Wednesday, July 15, 2015
Grand Hall and Gallery, Ground Floor & 1st Floor (Maritim Hotel)
The mammalian lower intestinal tract harbors great density and diversity of commensal microbes, and a physical gel-like barrier named mucus is adopted in terms of limiting direct contact of commensal bacteria to host during host-microbes coevolution. The inner mucus layer with its tight compiled structure is impenetrable to bacteria, whereas a comparable dose of bacteria to luminal contents are living in the colonic outer mucus layer. We asked whether the outer mucus layer was a separate microbial niche regarding bacterial kinetics and behaviors. Our data show that the outer mucus layer had different representations of microbes compare to adjacent luminal contents, and the exchange between the two compartments was very limited due to immobility of bacteria in mucus layer.

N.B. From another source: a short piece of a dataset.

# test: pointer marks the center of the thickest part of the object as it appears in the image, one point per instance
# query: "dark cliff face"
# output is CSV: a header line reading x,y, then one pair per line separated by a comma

Furthermore, by comparing the transcriptional and metabolic patterns of two model bacterial species, Escherichia coli and Bacteroides thetaiotaomicron, with exceedingly different mucolytic capability, we showed mucus and contents associated bacteria differentially shaped their metabolic pattern to adapt to the nutrients accessible in the two compartments. This was not limited to the carbon source, including host-derived phospholipids for E. coli and host or dietary glycans for B. theta, but also included essential minerals. Intensive study of host-microbial mutualism in outer mucus layer is important to uncover the mechanism in clinic diseases as the mucus associated bacteria have a physical nearby impacts to the host.